Databricks Community

adriennn · ‎08-17-2023

I created a notebook that uses Autoloader to load data from storage and append it to a bronze table in the first cell, this works fine and Autoloader picks up new data when it arrives (the notebook is ran using a Job).

In the same notebook, a few cells below, a query against the table history API of the Bronze table is used to identify new data in the Bronze table and merge it into a Silver table. The notebook uses SQL strictly (i.e. not using foreachbatch and the history query takes into account one or more Autoloaderbatch). We noticed that in some cases (e.g. update to Silver via a view where a lot of transformation happen) the timing of the updates in the underlying delta tables do not allow to update a Silver table right after data ingestion within the same notebook; in other words, even though new data was added in Bronze, running an upsert into Silver right away shows no data was added. But if we add a delay manually (for some table, 1min is not enough), the data comes in fine to Silver.

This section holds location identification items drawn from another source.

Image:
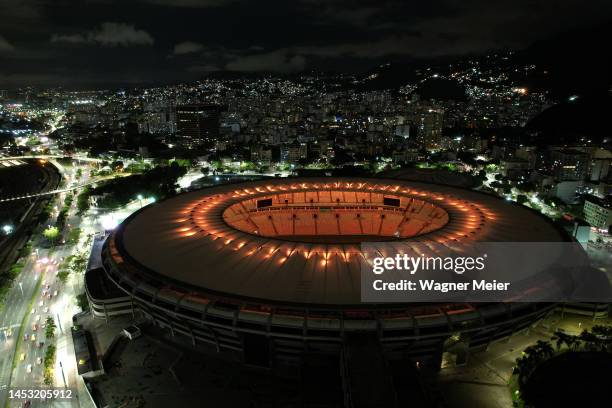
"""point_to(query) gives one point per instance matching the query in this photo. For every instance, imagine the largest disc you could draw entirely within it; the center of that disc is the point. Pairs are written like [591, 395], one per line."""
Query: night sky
[130, 42]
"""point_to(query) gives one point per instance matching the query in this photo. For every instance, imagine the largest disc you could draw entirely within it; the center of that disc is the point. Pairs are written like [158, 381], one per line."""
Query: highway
[38, 294]
[64, 190]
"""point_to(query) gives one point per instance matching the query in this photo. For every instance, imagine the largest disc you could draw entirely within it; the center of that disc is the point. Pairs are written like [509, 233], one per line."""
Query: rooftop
[218, 241]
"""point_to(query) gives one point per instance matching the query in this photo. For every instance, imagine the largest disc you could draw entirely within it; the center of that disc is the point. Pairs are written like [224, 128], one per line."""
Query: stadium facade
[270, 270]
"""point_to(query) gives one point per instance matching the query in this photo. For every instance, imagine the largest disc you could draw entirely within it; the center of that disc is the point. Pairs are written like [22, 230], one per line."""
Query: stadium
[269, 271]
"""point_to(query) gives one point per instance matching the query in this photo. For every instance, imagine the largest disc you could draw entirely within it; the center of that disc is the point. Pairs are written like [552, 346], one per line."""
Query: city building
[569, 164]
[268, 271]
[598, 212]
[197, 124]
[293, 152]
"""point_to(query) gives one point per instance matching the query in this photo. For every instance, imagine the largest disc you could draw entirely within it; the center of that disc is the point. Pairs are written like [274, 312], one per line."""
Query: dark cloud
[5, 45]
[188, 47]
[109, 35]
[175, 40]
[282, 60]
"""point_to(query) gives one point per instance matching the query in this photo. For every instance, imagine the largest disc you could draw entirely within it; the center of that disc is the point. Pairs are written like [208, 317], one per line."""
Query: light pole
[63, 376]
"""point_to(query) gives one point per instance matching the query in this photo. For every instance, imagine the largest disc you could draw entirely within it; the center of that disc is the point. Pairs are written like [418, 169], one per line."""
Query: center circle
[338, 216]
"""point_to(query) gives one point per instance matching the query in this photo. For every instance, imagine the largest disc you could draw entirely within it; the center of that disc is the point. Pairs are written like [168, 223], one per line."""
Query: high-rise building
[598, 212]
[197, 124]
[569, 164]
[430, 127]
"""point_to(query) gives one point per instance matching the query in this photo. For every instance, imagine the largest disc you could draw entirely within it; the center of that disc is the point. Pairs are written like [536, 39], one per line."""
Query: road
[65, 190]
[37, 285]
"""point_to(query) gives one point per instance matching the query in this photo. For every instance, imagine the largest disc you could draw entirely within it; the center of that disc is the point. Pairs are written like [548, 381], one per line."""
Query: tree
[63, 275]
[561, 338]
[50, 328]
[521, 199]
[82, 302]
[83, 201]
[51, 234]
[73, 235]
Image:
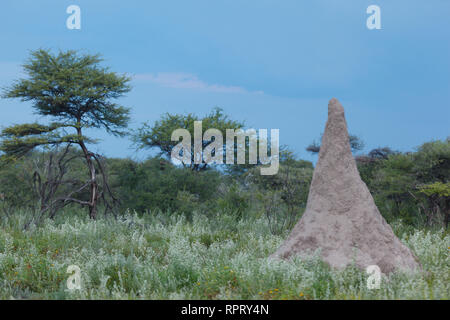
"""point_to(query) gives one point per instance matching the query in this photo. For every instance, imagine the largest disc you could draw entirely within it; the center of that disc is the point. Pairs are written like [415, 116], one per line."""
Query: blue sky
[274, 64]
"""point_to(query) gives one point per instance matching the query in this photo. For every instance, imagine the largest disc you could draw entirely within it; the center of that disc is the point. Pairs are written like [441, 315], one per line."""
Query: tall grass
[160, 256]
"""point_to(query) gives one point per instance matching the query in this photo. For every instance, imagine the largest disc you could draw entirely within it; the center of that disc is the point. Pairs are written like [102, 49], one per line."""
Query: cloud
[188, 81]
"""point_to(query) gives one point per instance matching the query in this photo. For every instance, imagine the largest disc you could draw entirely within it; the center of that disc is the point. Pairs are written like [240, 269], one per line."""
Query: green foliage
[74, 88]
[150, 257]
[356, 144]
[156, 184]
[438, 188]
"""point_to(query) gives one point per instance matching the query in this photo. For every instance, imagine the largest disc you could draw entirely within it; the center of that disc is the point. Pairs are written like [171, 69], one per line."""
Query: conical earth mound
[341, 217]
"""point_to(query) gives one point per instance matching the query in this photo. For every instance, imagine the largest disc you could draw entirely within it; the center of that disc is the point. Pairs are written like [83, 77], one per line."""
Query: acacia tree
[159, 134]
[77, 93]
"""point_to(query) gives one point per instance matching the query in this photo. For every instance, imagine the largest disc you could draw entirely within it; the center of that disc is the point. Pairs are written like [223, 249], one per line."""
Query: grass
[165, 257]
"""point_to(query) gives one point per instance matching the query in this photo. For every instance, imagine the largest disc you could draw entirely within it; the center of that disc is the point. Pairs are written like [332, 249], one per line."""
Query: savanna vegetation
[152, 229]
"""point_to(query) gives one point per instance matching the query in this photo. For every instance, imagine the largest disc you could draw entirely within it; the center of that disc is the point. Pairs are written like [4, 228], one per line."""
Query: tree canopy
[76, 92]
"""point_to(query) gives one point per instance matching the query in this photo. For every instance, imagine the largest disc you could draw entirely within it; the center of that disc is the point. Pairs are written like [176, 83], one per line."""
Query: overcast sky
[274, 64]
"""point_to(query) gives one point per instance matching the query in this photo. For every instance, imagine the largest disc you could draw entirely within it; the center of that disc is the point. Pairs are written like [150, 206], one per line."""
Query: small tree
[77, 93]
[159, 135]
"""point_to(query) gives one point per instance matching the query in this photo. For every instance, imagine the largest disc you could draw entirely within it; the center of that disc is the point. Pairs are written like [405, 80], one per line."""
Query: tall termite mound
[341, 217]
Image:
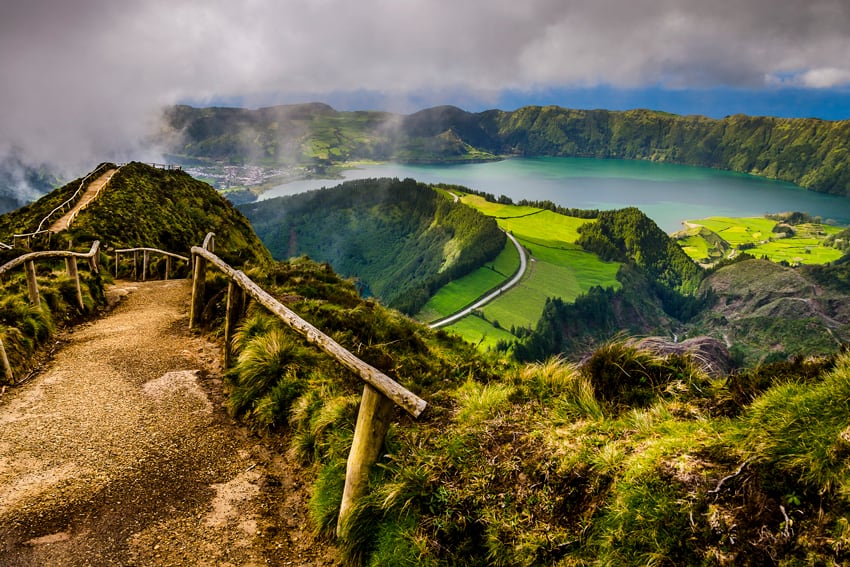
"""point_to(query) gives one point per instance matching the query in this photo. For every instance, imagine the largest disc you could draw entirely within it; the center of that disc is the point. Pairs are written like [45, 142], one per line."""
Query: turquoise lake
[668, 193]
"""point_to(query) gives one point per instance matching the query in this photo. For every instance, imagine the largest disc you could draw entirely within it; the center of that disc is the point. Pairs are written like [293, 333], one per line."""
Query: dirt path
[88, 196]
[120, 453]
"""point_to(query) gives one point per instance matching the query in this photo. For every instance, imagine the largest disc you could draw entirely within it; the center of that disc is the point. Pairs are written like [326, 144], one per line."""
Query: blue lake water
[668, 193]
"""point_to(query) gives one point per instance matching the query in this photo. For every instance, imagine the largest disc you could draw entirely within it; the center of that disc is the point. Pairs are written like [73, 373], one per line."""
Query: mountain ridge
[809, 152]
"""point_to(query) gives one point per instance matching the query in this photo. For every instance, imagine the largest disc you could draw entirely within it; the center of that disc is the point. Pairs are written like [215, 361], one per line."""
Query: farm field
[711, 239]
[558, 268]
[458, 294]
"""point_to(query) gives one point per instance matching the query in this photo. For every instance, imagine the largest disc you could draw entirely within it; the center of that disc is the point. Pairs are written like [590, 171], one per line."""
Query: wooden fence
[65, 206]
[29, 260]
[146, 252]
[380, 392]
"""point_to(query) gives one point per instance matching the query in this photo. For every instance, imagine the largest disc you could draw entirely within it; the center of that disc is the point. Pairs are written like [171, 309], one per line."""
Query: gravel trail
[120, 453]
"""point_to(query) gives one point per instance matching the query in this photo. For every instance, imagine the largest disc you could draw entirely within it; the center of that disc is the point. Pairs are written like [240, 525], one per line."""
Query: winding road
[523, 265]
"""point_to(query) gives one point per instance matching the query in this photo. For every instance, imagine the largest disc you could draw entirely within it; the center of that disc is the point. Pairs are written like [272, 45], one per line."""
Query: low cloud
[84, 81]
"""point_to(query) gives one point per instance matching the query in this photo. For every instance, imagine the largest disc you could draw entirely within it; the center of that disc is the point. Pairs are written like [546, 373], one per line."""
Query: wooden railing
[146, 252]
[67, 205]
[28, 260]
[380, 392]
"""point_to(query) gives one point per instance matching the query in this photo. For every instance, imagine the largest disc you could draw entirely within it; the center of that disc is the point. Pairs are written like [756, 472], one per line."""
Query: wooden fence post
[199, 281]
[71, 267]
[373, 421]
[7, 368]
[235, 300]
[32, 284]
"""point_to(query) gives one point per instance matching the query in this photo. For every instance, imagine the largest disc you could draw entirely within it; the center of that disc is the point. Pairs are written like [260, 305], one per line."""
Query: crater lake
[667, 193]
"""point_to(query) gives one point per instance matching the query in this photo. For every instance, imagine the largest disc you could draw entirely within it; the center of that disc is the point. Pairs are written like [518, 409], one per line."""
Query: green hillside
[779, 239]
[636, 456]
[402, 239]
[811, 153]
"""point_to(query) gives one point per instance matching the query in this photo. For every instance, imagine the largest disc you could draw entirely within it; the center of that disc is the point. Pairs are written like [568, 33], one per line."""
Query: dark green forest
[401, 239]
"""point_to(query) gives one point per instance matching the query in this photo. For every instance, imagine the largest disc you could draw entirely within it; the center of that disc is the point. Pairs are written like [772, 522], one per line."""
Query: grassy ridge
[711, 239]
[632, 459]
[402, 239]
[808, 152]
[559, 268]
[456, 295]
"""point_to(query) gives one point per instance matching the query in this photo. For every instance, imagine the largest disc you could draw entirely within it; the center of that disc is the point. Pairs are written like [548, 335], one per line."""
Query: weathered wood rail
[380, 392]
[29, 260]
[146, 253]
[67, 205]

My question is, is it by design that the timing of the execution of a cell in a job does not reflect what is happening in the background in storage? If it is, is it documented?

We know of streaming tables and are already using DLTs in other notebooks, but I wanted to have some clarity on the above.

adriennn · ‎09-12-2023

Thanks @Retired_mod, in a case where it's not possible or not practical to implement a pipeline with DLTs, what would be that "retry mechanism" based on ? I.e., is there an API other that the table history that can be leveraged to retry until "it works" or do you mean to retry until I see, e.g. a non-zero number of rows inserted in the downstream tables? Thanks!